The choice of Raza as a role model is not misplaced because Mandaza is himself a cricketer, an explosive opening batsman for Churchill Boys High. He provided unforgettable entertainment as he completely destroyed bowlers during last year’s St George’s College T20 tournament.
A versatile and natural sportsman, if he decided to play football, in Shaun’s words, “Dynamos or Simba Bhora would fight for his signature.”
A diminutive figure with bags of heart and spirit, it is however rugby that seems to be winning the battle of choice for this pintsized wizard.
Mandaza, a scrumhalf, does not start games for the Young Sables. With captain Panashe Zuze the first choice there, Mandaza becomes an impact player in the backline who comes in as part of the bomb squad, to finish off the opposition.
He understands his team role, and is happy with it.
Mandaza can also play anywhere in the backline, but it is at number 9 where he provides a platform for the team’s style of play.

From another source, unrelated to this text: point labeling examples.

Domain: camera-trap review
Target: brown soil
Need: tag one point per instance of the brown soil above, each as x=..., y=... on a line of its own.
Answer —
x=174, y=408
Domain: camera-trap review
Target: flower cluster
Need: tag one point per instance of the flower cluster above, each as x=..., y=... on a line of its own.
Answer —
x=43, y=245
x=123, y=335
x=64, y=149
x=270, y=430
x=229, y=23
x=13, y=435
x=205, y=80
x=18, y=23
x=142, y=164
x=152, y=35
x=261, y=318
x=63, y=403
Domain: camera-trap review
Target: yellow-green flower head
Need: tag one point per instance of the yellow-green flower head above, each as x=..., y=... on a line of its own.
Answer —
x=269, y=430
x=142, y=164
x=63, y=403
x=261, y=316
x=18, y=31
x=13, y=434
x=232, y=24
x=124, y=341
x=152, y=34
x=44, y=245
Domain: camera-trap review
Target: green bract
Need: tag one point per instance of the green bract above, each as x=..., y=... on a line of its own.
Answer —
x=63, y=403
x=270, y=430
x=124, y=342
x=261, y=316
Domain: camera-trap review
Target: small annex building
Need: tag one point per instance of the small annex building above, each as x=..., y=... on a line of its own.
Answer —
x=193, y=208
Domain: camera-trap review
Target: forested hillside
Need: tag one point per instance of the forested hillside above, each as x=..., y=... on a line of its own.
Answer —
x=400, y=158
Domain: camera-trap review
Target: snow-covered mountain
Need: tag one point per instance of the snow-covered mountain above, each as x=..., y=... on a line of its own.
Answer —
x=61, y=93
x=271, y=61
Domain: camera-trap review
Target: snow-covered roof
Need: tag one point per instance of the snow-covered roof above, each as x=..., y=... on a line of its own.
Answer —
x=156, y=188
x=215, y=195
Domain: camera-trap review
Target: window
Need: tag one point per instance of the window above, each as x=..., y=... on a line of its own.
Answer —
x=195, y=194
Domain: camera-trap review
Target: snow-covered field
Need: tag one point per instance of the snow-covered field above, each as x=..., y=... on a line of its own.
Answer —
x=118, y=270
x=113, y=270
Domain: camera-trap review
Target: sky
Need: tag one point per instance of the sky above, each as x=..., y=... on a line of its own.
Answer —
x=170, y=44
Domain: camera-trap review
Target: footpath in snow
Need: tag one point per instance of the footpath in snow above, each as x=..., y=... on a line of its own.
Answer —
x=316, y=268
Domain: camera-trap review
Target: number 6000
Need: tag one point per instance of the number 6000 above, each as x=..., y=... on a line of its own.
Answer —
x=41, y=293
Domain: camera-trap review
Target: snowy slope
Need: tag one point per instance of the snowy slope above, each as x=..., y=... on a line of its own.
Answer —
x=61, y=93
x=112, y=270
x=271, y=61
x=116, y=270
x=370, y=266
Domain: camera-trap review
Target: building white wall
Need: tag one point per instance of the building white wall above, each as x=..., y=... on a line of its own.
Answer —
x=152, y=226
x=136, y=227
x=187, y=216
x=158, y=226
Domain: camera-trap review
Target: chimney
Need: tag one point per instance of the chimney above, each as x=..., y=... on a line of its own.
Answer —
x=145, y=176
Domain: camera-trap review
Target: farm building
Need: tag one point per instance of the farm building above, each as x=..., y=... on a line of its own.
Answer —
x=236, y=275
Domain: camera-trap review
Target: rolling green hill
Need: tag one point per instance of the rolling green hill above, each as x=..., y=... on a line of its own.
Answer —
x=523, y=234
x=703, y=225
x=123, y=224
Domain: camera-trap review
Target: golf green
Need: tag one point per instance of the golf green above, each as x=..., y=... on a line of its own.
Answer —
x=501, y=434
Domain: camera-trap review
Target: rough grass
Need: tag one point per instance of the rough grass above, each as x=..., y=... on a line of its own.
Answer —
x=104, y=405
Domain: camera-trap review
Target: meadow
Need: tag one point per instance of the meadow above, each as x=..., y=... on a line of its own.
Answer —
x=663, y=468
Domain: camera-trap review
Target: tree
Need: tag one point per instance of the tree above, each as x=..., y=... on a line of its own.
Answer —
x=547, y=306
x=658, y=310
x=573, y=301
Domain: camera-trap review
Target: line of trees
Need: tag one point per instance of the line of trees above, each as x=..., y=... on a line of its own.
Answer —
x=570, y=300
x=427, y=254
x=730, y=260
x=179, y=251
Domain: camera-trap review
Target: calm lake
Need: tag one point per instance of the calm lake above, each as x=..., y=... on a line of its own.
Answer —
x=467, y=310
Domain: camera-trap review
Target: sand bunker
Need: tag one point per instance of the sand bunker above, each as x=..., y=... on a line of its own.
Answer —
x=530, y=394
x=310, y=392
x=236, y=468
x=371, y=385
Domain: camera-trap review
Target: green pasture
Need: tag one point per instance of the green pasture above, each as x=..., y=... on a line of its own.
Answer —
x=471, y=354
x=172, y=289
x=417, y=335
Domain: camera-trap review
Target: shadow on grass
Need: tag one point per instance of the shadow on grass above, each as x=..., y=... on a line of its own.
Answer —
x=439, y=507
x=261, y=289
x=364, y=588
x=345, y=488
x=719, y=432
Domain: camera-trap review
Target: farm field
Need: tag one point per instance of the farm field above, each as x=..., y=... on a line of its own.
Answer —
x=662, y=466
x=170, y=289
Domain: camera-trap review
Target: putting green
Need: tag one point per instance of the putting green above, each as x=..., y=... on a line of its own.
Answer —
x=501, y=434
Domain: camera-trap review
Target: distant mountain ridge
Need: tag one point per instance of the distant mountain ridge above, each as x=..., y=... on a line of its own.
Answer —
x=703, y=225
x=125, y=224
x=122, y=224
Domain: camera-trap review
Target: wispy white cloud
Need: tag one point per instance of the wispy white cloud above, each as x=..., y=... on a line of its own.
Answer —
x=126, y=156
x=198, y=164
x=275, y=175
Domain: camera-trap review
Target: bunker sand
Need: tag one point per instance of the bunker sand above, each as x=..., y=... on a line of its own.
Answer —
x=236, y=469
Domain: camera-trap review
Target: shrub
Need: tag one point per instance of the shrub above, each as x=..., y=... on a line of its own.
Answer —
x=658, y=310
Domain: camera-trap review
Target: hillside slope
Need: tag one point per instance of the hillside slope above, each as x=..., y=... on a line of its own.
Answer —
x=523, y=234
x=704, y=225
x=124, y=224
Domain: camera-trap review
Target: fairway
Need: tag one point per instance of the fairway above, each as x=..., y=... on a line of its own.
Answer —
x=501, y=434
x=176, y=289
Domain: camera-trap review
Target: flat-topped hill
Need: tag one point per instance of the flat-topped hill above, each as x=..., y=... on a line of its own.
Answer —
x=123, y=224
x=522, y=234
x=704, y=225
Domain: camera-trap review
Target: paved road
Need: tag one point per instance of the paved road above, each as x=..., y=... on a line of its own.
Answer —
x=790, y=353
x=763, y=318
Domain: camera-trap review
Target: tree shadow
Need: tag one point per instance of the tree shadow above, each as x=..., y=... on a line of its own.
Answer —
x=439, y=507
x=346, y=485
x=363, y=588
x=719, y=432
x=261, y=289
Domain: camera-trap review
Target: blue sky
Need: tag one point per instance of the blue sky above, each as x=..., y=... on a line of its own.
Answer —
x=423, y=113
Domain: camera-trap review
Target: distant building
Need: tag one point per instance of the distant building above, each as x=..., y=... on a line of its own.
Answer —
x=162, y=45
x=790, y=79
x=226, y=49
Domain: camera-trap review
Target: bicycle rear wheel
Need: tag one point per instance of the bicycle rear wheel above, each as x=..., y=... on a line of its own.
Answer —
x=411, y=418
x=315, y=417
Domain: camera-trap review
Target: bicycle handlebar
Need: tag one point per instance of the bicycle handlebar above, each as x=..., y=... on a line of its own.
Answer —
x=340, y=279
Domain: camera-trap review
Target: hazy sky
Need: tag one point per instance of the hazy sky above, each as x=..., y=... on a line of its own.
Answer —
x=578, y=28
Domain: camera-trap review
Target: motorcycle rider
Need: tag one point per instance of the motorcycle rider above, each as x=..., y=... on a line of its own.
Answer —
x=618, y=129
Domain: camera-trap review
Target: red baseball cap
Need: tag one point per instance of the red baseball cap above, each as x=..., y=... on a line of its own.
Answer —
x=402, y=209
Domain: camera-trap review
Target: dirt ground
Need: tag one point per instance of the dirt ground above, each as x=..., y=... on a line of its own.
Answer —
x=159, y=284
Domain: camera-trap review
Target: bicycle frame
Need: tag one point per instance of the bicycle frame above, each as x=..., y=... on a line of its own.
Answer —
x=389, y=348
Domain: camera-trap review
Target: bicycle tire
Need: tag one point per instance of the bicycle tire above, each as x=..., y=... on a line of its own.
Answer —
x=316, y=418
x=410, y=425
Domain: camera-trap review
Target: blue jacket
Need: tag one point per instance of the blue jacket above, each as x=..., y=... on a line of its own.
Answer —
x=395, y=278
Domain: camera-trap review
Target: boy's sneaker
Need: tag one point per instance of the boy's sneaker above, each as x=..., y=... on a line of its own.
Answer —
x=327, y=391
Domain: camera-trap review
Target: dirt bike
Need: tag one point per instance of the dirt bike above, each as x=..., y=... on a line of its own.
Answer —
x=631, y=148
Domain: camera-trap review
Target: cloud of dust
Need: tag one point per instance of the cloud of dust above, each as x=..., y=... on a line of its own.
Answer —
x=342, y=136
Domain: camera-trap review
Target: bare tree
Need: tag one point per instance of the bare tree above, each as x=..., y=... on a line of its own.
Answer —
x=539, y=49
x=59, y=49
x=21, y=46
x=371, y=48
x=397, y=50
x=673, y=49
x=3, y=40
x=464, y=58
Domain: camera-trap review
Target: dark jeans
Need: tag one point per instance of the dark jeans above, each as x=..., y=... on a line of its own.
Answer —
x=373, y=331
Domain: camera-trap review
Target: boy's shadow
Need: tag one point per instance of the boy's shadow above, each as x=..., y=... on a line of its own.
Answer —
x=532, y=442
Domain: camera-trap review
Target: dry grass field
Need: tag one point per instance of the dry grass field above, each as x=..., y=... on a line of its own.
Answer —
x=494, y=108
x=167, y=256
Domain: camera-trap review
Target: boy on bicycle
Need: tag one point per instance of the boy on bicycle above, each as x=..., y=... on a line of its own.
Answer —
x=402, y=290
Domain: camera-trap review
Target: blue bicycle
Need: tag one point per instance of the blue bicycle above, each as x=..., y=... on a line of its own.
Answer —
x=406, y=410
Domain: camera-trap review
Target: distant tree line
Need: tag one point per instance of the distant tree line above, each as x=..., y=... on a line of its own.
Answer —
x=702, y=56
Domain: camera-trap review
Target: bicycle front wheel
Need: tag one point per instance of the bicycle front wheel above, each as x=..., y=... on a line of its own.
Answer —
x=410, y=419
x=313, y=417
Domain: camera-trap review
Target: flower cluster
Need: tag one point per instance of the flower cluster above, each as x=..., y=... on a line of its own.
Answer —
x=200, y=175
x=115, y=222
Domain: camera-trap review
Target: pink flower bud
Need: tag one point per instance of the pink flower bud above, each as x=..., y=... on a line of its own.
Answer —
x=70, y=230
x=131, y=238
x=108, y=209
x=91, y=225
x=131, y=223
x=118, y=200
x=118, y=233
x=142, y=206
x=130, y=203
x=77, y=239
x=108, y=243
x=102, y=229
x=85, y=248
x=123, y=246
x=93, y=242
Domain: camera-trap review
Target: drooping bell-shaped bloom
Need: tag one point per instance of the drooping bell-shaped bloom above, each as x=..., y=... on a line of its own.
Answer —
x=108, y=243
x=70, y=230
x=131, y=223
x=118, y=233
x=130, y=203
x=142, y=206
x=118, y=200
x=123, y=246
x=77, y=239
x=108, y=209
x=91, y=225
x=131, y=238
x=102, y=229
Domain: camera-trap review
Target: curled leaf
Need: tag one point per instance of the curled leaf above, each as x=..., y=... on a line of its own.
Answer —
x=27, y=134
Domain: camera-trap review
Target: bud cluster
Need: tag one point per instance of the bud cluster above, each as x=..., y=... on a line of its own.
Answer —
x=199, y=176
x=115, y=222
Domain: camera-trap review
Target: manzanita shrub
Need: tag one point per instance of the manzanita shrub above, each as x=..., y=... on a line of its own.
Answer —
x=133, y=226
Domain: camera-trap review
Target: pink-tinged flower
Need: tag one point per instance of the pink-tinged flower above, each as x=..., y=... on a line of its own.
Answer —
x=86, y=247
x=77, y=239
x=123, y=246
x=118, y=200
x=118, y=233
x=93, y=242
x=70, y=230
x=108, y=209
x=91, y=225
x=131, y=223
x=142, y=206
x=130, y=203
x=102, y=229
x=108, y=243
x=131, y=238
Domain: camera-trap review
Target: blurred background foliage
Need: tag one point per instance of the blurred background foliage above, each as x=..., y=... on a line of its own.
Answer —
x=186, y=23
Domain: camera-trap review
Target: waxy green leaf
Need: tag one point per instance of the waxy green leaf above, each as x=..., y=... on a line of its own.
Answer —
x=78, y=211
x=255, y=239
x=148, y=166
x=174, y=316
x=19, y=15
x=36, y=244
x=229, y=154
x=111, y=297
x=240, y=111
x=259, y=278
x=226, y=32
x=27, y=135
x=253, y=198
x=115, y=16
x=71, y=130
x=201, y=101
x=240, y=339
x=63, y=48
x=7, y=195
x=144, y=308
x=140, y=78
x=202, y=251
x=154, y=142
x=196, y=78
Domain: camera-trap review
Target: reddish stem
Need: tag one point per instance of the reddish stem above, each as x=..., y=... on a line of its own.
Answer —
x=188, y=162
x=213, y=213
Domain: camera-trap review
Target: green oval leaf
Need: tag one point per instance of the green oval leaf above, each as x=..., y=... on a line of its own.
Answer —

De Souza has a brilliant combination at half-back, with Zuze, not forgetting the utility back cover at 9, Simbarashe Kanyangarara.
You cannot help to wish nothing but the best for somebody like Shaddy – a jolly young fellow – a humble son of a bus driver at his school, who has a burning desire to use his God-given athletic talents transform the life of his family members.
And in Shaun De Souza and Sikandar Raza, both men devout Muslims deeply rooted in faith, he has the perfect mentor and hero.